Interrogato a proposito delle ragioni che lo hanno indotto a utilizzare un linguaggio codificato quando comunicava su Facebook o Skype, l'accusato ha dichiarato che non era libero nelle sue azioni perché si sentiva sotto sorveglianza "degli americani".
Per quanto concerne gli estratti dell'atto d'accusa in cui qualifica gli svizzeri come "cani", il 29enne parla di malinteso. Ha spiegato di aver visto alla televisione soldati che avevano ucciso talebani e di aver creduto che fossero militari elvetici dato che il reportage era stato diffuso dalla televisione svizzero tedesca.

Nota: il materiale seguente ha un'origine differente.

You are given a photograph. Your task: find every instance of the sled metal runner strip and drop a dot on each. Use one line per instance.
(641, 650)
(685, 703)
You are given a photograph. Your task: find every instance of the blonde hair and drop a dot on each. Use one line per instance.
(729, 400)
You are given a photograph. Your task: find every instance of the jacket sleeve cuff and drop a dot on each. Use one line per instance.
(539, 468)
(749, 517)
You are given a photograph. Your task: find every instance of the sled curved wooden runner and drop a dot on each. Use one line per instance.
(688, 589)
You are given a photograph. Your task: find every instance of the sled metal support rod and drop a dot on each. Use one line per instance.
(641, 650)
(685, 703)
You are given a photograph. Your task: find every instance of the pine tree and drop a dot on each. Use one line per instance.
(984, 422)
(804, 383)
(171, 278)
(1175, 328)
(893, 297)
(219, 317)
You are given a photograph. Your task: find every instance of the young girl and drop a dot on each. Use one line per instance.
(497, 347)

La Procura federale accusa il 29enne di aver aderito già nel 2004 in patria a una organizzazione terroristica islamica da cui era poi nata l'ISI (Stato islamico dell'Iraq). Nel 2011 avrebbe poi allacciato contatti in Siria con la locale propaggine di quello che è oggi l'Isis nella quale militavano suoi ex "compagni di viaggio" iracheni, tra cui un altro degli imputati di Bellinzona.
Dopo il suo arrivo in Svizzera nel 2012 l'uomo avrebbe mantenuto contatti con l'organizzazione e pianificato attentati insieme a un coimputato e a una terza persona che doveva arrivare dall'estero. I tre iracheni arrestati nel 2014 sono accusati anche di aver fornito aiuto per giungere in Europa ad altri membri dell'Isis, di aver svolto compiti di coordinamento, fatto propaganda per l'organizzazione terroristica, dato istruzioni e fornito anche consigli operativi. Il 17 luglio 2015 il procedimento penale è stato esteso a un quarto imputato, che si sarebbe recato in Siria per portare ricetrasmittenti allo Stato islamico.
In una sentenza del TPF pubblicata il 18 maggio 2015 e relativa al prolungamento della detenzione preventiva per il principale imputato, erano riportate affermazioni scioccanti fatte dall'uomo, che abitava nel canton Sciaffusa. Riferendosi agli svizzeri cristiani, l'iracheno si sarebbe espresso con le parole: "Sì, per Dio, sono da decapitare non da convertire".